Interpreting the American aspiration towards Greenland as the opening of a conversation yields something very different from what we see today. The opportunity for Copenhagen is to think creatively about its own interests and relationships, and engage in the fundamentals of statecraft to generate a mutual win among all parties. This could look like many things: a condominium that shares sovereignty over the island, for example, or American sovereign base areas, both leaving the United States and Denmark alike as sovereigns within the island.
The condominium concept is well known in international law and history, and eminently workable given the longstanding positive tenor of Danish-US relations – to which relations will, even now, eventually return. This simple expedient allows both nations to exercise full and joint sovereignty over Greenland. Though it has fallen into general disuse in the post-Second World War era, the idea of the condominium was once a common feature of post-Westphalian statecraft. Joint sovereignty over territory was exercised throughout Europe: in the patchwork of the German states, including in the region that now constitutes the Danish-German border; in what is now Belgium and the Netherlands; in post-Partition Krakow; in Norway’s own Arctic; and to this very day in a small island between France and Spain that is the acknowledged territory of both powers.
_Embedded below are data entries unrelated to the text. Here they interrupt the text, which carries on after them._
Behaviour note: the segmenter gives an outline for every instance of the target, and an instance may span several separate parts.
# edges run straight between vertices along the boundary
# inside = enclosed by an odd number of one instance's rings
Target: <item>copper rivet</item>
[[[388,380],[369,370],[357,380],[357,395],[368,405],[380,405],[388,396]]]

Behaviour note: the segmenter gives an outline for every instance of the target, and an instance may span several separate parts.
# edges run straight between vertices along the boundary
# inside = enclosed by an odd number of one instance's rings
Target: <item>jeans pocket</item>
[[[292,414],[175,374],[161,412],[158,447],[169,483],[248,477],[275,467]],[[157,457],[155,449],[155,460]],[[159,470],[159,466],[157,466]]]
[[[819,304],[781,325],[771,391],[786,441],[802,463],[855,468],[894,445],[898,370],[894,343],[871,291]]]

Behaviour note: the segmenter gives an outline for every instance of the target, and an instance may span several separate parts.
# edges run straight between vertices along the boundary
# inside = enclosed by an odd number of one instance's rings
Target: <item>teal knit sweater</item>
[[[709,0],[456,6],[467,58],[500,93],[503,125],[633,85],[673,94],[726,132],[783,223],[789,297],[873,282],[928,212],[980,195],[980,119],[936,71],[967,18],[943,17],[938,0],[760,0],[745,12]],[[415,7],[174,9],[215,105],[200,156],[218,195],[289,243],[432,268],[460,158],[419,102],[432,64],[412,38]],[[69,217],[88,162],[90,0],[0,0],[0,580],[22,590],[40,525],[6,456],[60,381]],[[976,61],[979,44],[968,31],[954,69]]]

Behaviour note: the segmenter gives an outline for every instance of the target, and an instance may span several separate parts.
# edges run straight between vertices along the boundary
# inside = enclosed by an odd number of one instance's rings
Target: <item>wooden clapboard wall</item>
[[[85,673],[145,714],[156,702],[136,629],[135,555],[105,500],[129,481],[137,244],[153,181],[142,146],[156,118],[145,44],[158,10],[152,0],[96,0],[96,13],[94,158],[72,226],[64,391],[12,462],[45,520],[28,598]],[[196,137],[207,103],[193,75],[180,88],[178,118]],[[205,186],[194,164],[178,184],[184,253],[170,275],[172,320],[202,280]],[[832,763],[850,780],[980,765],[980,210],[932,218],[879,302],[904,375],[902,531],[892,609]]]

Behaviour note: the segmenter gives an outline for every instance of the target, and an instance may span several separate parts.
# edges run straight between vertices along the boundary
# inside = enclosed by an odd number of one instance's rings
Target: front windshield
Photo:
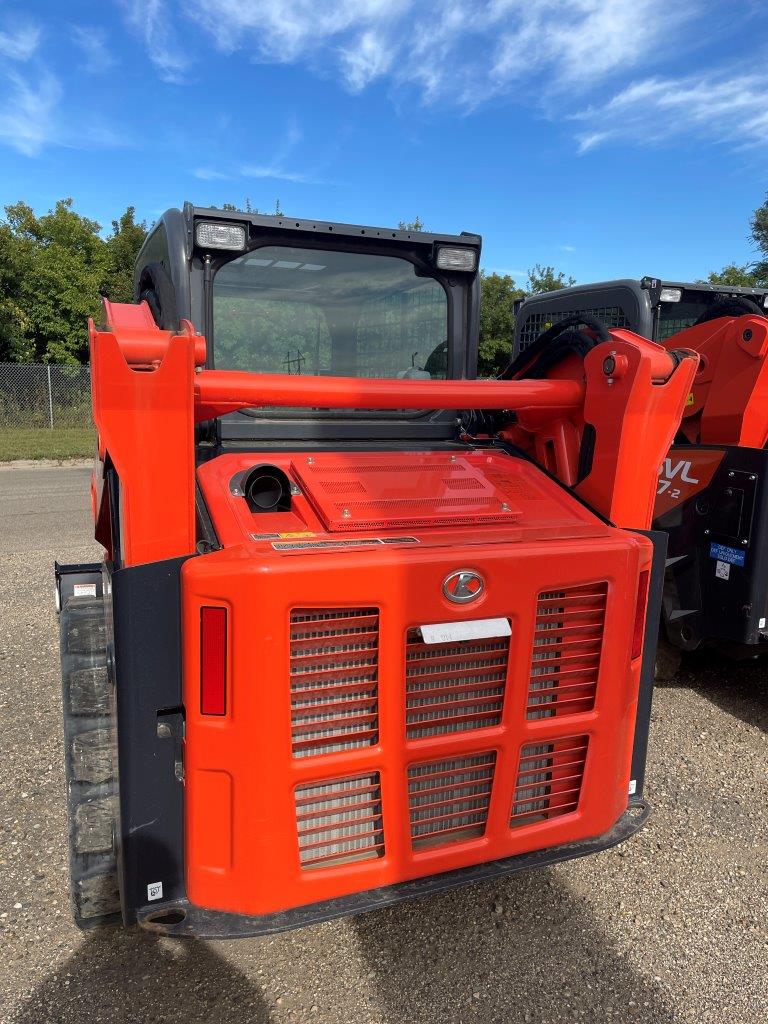
[[[447,298],[409,260],[268,246],[216,273],[213,334],[219,369],[442,379]]]

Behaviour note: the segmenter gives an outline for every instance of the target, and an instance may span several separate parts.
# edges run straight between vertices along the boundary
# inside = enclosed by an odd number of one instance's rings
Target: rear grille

There are ample non-European examples as well: Samoa was for some time under the joint sovereignty of Germany, the United Kingdom and the United States. Modern Sudan, too, was a formal condominium of Egypt and the UK until 1956 – and Sudan and South Sudan currently maintain a condominium in Abyei.
The condominium, then, is a time-tested and simple expedient for the resolution of competing claims to sovereignty, well grounded in history and statesmanship — and formulated for the adjudication of scenarios like the Danish-American Greenland standoff.
Another workable concept for generating a win-win for both nations and their aspirations to Greenlandic sovereignty might be the model of the sovereign base area. The archetypes for this are the British cantonments of Akrotiri and Dhekelia, carved out of the Cypriot littoral, within which the United Kingdom exercises full sovereignty while leaving independent Cyprus and its population otherwise undisturbed. This solution recalls the old Panama Canal Zone, an area of American sovereignty within the Panamanian republic, but without the political conflicts generated thereby. American sovereign base areas within Greenland could be simultaneously expansive and also inclusive of effectively no Greenlanders, allowing the United States to attend to its own security needs while allowing the citizens of the Danish kingdom the continuance of their prior allegiance. This, too, is a solution allowing for both nations to meet their sovereignty red lines — if they wish for it.
Danish and European statecraft could be further creative in seeking advantageous trade-offs. If press reports are to be believed, the Americans have already been encouraging this with generous offers of payment for the island. Beyond material compensation, Copenhagen might seek an American commitment to Danish interests elsewhere. Those interests proliferate amid Europe’s metastasising uncertainties. What — the Danish state might ask itself — would benefit from major American commitments in trade, security, research, migration, resource exploitation, and more?
This is exactly the kind of conversation the White House is manifestly willing to have. What remains is for Copenhagen to show the same willingness.